Justice Department lawyers filed their response Tuesday to Sen. Robert Menendez's request to move his federal corruption trial from Newark, N.J., to Washington, D.C., arguing the New Jersey Democrat "ignores" the indictment's allegations he accepted things of value in his home state and demonstrates a "lack of seriousness" about the charges he faces. "This indictment describes a pattern of expensive gifts corruptly influencing the allocation of government resources, and the case charges an egregious abuse of public office that threatens the integrity of our federal government," the 17-page filing states in response to the senator's assertion that a trial in New Jersey threatens to disrupt the government in the nation's capital. " The integrity and efficiency of our government will be improved by the prompt trial of this case, not diminished by it." Members of Congress have been indicted in the past, DOJ lawyers state, and they have been tried in places other than D.C. without the “severe” disruption predicted by Menendez. For example, Reps. James Traficant, D-Ohio; Mario Biaggi, D-N.Y.; and Michael G. Grimm, R-N.Y., were all tried and convicted back home.
"The fact that defendant [Salomon] Melgen used his private jet to transport defendant Menendez to and from New Jersey reinforces why this case is properly venued here, and why the free trips on defendant Melgen’s private jet were so valuable," the DOJ asserts. "Defendant Menendez received the gifts in New Jersey and used them to enjoy Caribbean vacations away from his home. New Jersey does not lose venue merely because defendant Menendez chooses to vacation in the Caribbean."
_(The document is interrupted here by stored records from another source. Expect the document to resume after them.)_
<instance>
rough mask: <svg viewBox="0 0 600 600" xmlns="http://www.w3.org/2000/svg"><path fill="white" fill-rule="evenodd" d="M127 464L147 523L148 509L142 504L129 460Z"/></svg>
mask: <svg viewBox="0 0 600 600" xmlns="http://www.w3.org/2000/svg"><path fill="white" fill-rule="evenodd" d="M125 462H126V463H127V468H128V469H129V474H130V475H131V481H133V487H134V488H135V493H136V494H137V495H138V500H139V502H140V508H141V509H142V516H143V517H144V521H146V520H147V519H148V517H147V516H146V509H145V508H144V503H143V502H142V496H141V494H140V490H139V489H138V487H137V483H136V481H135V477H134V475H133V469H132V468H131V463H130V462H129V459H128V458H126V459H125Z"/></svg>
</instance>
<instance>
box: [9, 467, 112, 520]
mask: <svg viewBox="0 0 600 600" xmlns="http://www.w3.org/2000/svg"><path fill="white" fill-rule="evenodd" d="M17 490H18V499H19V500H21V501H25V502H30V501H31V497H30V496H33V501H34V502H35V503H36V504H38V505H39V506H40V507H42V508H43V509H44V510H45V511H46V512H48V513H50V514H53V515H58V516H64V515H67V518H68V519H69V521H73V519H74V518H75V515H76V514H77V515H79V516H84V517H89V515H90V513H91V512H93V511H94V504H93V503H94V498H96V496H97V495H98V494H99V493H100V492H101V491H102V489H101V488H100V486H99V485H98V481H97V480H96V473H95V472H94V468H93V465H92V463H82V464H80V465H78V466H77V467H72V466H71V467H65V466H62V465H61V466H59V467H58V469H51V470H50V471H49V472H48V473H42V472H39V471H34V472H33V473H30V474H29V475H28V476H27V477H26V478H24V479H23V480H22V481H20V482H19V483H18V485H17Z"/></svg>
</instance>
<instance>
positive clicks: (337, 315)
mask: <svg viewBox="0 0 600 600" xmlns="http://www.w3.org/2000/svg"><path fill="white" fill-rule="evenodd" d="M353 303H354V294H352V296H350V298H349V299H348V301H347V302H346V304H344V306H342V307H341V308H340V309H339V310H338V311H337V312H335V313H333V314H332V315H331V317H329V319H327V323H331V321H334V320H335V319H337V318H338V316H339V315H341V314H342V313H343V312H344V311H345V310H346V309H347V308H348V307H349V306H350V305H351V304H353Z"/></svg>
This case will involve substantive references to Union County, Passaic County, Camden County, Essex County and Teterboro — places DOJ attorneys argue a D.C. jury may not recognize as in New Jersey, but locations a New Jersey jury would know. The filing also points out that of the 120 overt acts the defendants identify as having occurred in the nation's capital, approximately 94 occurred over email.
While Menendez's lawyers argued that "prejudicial leaks" about the case could make it difficult to find an unbiased jury in New Jersey, the prosecution says those complaints are not credible "when he has been deliberately generating so much of it."
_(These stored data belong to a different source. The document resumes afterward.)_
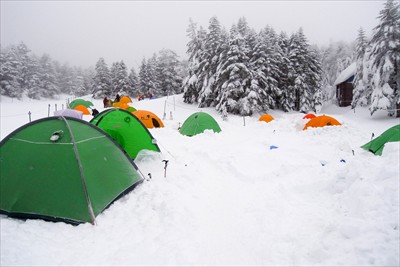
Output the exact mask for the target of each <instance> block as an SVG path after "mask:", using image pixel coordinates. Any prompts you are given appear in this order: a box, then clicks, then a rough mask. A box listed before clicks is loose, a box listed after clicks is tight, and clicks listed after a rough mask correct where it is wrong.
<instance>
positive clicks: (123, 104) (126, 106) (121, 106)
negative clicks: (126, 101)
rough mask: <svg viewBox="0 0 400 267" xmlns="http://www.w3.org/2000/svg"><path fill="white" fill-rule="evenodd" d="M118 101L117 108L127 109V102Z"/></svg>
mask: <svg viewBox="0 0 400 267" xmlns="http://www.w3.org/2000/svg"><path fill="white" fill-rule="evenodd" d="M119 103H120V105H119V108H122V109H127V108H129V105H128V103H125V102H121V101H120V102H119Z"/></svg>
Menendez held a post-indictment political rally on April 1, delivered a statement on the Newark courthouse steps the next day, and created a website designed to publicize statements favorable to his Senate office. They also point out that the "I Stand With Bob" website launched in part to raise money for his defense has an “In the News” section that promotes some of the pretrial publicity.
Taking a direct shot at Jenny Kramer and Abbe Lowell, the top-notch defense attorneys hired to represent Menendez, DOJ notes that their law firm's website lists them as based in New York at an address less than 15 miles from the federal courthouse in Newark. Kramer's bio says she is based “in the firm’s New York office,” while Lowell acknowledged in court that he splits his time between Washington, D.C., and New York.